Background: A total hip arthroplasty (THA) is a restorative surgery that greatly improves patients’ quality of life. Facing rising surgical demand for THAs, proper patient selection is critical to minimize postoperative complications and resource utilization and to optimize patient outcomes. Machine learning offers a potential solution by analyzing vast amounts of patient data to produce outcome predictions and patient risk profiles, allowing physicians to use clinical informatics as a supplement to their existing workflows for risk stratification.
Hypothesis: The study utilized data from the American College of Surgeons National Surgical Quality Improvement Program (ACS NSQIP) to identify patient factors that predict the likelihood of postoperative infection, re-operation, and hospital readmission following THA. The proposed questions for each outcome of interest were:
1. What pre-surgical factors are the most predictive of a patient’s negative surgical outcome?
2. Can a clinically helpful model be developed utilizing several different machine learning techniques?
Methods: The ACS NSQIP database was used to retrieve pre- and post-operative patient information from individuals who had undergone THA between 2008 and 2019. Data analysis included data categorization, outcome matching, multiple imputations for missing data, and categorical encoding. Data was randomized and scaled into a training, validation, and test data set via a 70-15-15 split. Logistic regression, Gaussian naïve Bayes, K nearest neighbor, and random forest machine learning models were developed. Models were trained and a hyper-parameter search was performed utilizing a cross-validation system. Negative outcome rate prevalence was low in the training data set, so a second analysis was performed on an oversampled data set created through a Synthetic Minority Oversampling Technique (SMOTE) and compared with original data results. Test data was never altered. The performance of a model was estimated by receiver operator characteristic (ROC) curve and area under the curve (AUC) value. An AUC of 0.7 was determined as the threshold of a clinical meaningful model based upon an initial literature search before model development. Confusion matrices were harvested for each model. Models performing significantly better than random were examined for the important pre-surgical qualities impacting predicted outcomes.
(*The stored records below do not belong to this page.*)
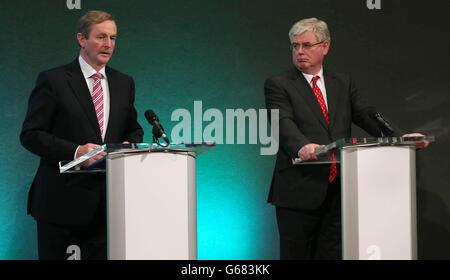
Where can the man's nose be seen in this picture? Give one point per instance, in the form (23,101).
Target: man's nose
(108,43)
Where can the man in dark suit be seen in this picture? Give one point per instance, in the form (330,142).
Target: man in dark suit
(316,107)
(73,110)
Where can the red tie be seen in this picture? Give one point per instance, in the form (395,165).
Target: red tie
(319,96)
(97,98)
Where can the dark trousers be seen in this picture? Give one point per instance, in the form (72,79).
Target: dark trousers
(312,234)
(60,242)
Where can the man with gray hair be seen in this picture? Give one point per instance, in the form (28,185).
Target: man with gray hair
(316,107)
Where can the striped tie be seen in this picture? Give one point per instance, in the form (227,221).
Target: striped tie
(97,98)
(319,96)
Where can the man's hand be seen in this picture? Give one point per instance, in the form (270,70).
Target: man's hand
(307,152)
(419,144)
(84,149)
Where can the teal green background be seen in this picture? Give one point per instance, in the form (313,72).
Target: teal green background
(220,52)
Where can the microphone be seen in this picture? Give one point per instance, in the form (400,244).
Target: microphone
(158,130)
(382,123)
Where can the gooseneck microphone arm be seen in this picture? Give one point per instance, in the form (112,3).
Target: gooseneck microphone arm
(382,123)
(158,130)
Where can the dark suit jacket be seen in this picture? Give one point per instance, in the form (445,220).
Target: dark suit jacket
(302,122)
(61,116)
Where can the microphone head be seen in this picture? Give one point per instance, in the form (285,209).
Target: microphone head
(151,116)
(372,113)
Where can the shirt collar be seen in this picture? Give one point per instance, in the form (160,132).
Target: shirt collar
(88,70)
(309,77)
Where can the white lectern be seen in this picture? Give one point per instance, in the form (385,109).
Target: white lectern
(378,182)
(151,200)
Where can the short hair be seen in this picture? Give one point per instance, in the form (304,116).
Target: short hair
(318,27)
(91,17)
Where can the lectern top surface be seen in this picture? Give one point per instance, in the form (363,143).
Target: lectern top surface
(99,166)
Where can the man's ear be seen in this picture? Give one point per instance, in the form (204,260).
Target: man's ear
(326,45)
(81,39)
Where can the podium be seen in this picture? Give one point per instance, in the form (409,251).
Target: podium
(151,199)
(378,182)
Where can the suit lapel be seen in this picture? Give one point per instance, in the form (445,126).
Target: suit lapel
(305,90)
(112,85)
(81,91)
(332,96)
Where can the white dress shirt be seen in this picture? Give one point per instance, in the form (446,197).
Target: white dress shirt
(320,83)
(88,71)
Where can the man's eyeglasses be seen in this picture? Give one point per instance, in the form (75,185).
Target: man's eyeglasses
(305,46)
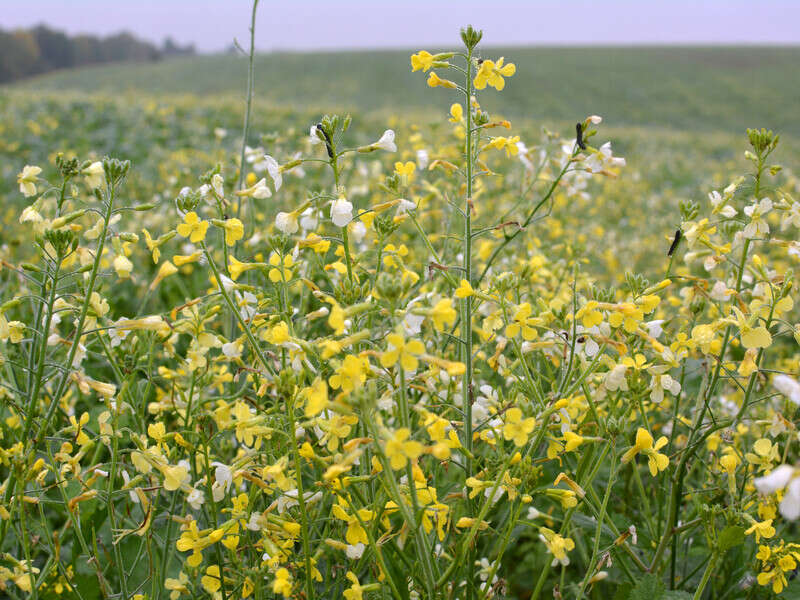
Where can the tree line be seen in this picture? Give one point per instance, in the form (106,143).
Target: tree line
(26,52)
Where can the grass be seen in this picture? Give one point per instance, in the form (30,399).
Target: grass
(684,88)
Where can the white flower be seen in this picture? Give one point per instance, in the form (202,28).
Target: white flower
(787,386)
(223,480)
(757,227)
(355,552)
(286,223)
(196,498)
(792,216)
(604,159)
(274,170)
(422,159)
(27,180)
(260,190)
(719,206)
(782,477)
(720,292)
(216,182)
(30,215)
(95,176)
(341,212)
(358,230)
(386,142)
(662,381)
(403,206)
(522,153)
(133,495)
(232,349)
(654,328)
(615,379)
(313,136)
(412,324)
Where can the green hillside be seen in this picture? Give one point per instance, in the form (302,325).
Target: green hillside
(712,88)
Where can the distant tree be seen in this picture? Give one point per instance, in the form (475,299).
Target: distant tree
(170,48)
(55,47)
(28,52)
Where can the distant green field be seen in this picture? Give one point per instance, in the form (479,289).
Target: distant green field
(684,88)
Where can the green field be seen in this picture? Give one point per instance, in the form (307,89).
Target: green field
(625,403)
(671,87)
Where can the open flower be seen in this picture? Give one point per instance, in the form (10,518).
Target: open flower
(644,444)
(341,212)
(193,228)
(516,428)
(27,180)
(491,73)
(402,351)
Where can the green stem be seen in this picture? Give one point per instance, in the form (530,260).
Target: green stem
(250,78)
(301,501)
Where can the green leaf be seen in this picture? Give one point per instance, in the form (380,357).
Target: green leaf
(649,587)
(730,537)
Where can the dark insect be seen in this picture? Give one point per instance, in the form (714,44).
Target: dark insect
(675,242)
(579,136)
(328,146)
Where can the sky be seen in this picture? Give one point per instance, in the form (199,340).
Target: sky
(212,25)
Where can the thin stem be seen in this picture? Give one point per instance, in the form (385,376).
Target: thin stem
(246,128)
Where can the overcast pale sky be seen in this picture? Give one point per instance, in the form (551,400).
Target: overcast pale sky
(330,24)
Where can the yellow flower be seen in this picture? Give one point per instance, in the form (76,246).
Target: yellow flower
(351,374)
(355,591)
(644,444)
(509,144)
(464,290)
(435,81)
(523,322)
(281,270)
(185,259)
(14,330)
(355,534)
(752,337)
(211,580)
(177,586)
(400,350)
(762,529)
(234,231)
(316,398)
(456,113)
(399,451)
(557,546)
(516,428)
(748,365)
(283,583)
(492,73)
(27,180)
(193,228)
(703,336)
(277,335)
(765,454)
(573,440)
(405,170)
(421,60)
(628,315)
(123,266)
(174,476)
(443,314)
(236,268)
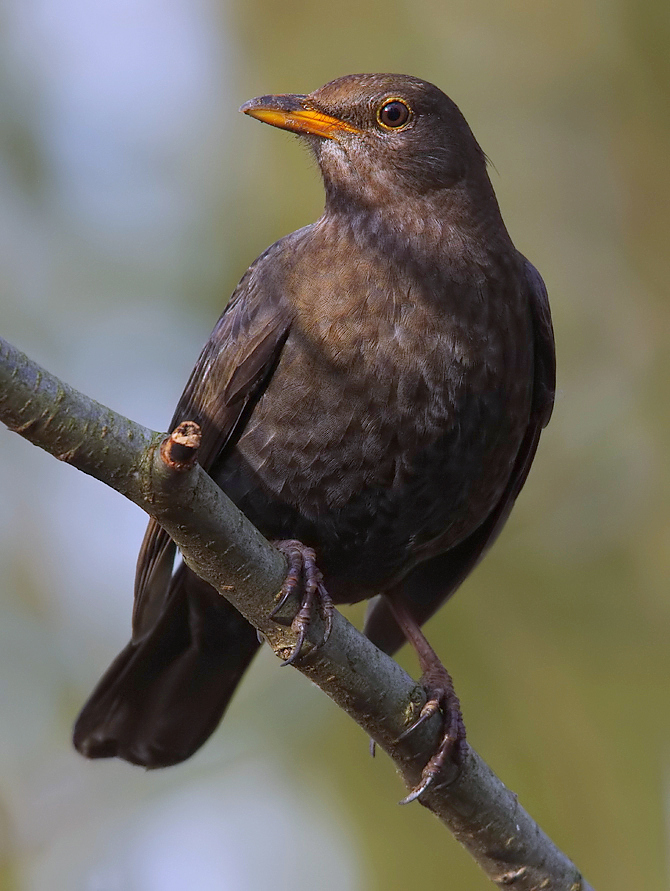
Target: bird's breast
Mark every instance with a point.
(391, 423)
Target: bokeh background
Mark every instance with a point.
(132, 197)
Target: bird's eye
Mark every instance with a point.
(393, 114)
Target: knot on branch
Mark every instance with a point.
(179, 450)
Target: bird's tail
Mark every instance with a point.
(166, 692)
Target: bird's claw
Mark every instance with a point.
(304, 574)
(443, 699)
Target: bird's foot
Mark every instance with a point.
(442, 698)
(305, 579)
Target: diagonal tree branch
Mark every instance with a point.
(220, 544)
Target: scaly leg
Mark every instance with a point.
(303, 574)
(441, 698)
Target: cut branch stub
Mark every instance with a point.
(179, 450)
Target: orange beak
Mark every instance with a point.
(292, 112)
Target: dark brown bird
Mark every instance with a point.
(375, 389)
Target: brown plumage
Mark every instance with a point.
(375, 388)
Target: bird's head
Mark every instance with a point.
(379, 138)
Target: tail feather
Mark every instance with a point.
(165, 693)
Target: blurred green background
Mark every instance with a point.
(132, 197)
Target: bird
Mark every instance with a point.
(372, 398)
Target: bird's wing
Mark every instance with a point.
(432, 582)
(230, 374)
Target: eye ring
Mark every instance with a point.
(394, 114)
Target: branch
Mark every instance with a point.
(161, 475)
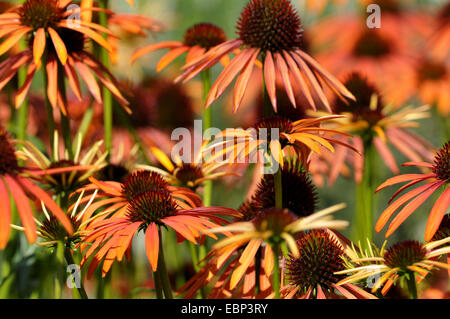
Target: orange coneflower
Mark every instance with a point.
(144, 202)
(432, 81)
(270, 29)
(61, 41)
(303, 137)
(386, 55)
(439, 41)
(438, 178)
(22, 189)
(67, 175)
(190, 175)
(376, 123)
(198, 39)
(312, 274)
(407, 261)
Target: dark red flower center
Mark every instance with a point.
(53, 230)
(444, 229)
(364, 92)
(8, 160)
(275, 220)
(205, 35)
(442, 163)
(372, 44)
(151, 206)
(299, 193)
(270, 25)
(320, 258)
(38, 14)
(141, 182)
(405, 254)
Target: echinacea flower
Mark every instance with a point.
(299, 197)
(22, 190)
(270, 29)
(372, 122)
(190, 175)
(61, 41)
(303, 137)
(312, 274)
(404, 261)
(198, 39)
(272, 226)
(144, 202)
(64, 175)
(435, 181)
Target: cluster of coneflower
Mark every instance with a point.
(95, 199)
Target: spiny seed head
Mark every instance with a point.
(113, 172)
(8, 160)
(205, 35)
(38, 14)
(53, 230)
(371, 44)
(151, 207)
(442, 163)
(270, 25)
(275, 220)
(188, 174)
(320, 258)
(444, 230)
(299, 193)
(404, 254)
(361, 108)
(141, 182)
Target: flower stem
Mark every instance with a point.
(412, 286)
(276, 280)
(107, 97)
(69, 259)
(162, 270)
(207, 124)
(365, 190)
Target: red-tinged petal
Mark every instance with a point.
(59, 45)
(244, 262)
(5, 215)
(402, 179)
(170, 56)
(270, 79)
(49, 203)
(152, 245)
(437, 214)
(387, 214)
(39, 44)
(24, 208)
(410, 208)
(157, 46)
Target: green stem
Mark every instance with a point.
(107, 97)
(69, 259)
(162, 270)
(65, 122)
(412, 286)
(207, 124)
(23, 110)
(365, 191)
(48, 106)
(276, 280)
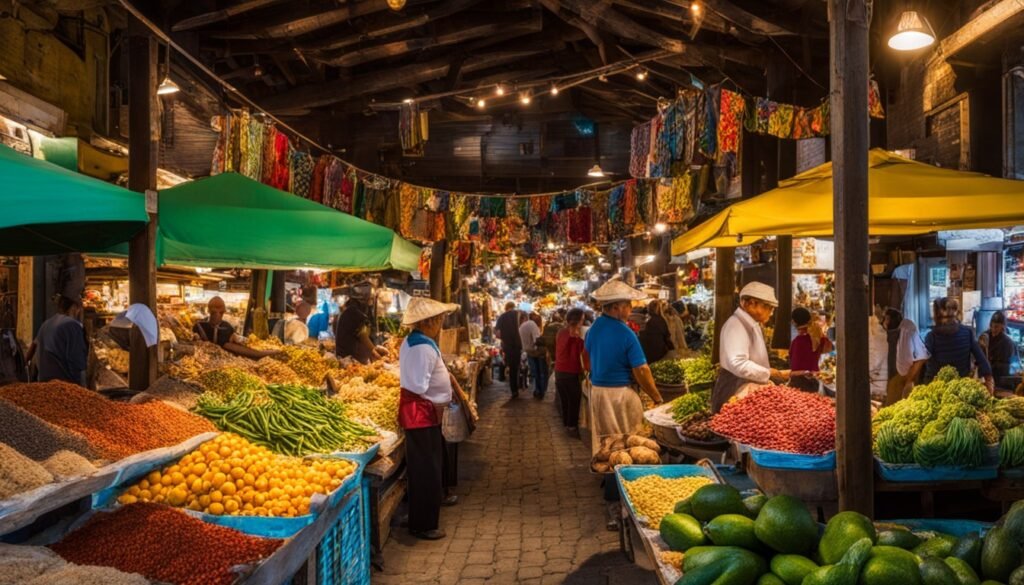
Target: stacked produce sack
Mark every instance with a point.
(727, 540)
(948, 422)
Results: A total of 263,075 patients who had undergone THA were identified in the database. During model evaluation, logistic regression models repeatedly performed the best while random forest models were also moderately useful for post-surgical outcome predictions. These models were more accurate for predicting safe surgical outcomes. Trends noted by predictive models showed BMI, race, assigned American Society of Anesthesiologist (ASA) physical status classification, pre-surgical hematocrit, albumin, and INR were most predictive of THA postoperative negative outcomes.
Conclusions: As more patient data becomes available, a machine learning prediction model becomes a more realistic risk stratification tool that allows targeted patient selection for THA operations, minimizing the risk of complications. Machine learning tools further offer the ability to provide potential cost benefits, as expensive revision THA surgeries are often matched with prolonged hospital stays. The outcomes from such tools can be utilized by healthcare administrators and physicians as fiscal and patient outcome goals align to create effective pre-surgical screening predictions. Current machine learning models remain dependent on the data used for its validation, potentially leading to an over-prediction or underestimation of the actual patient risk and other fallacies that accompany large data set analysis. Yet, machine learning algorithms, in their current state, remain as an opportunity to adjunct current clinical evaluation and risk stratification based on cohort studies.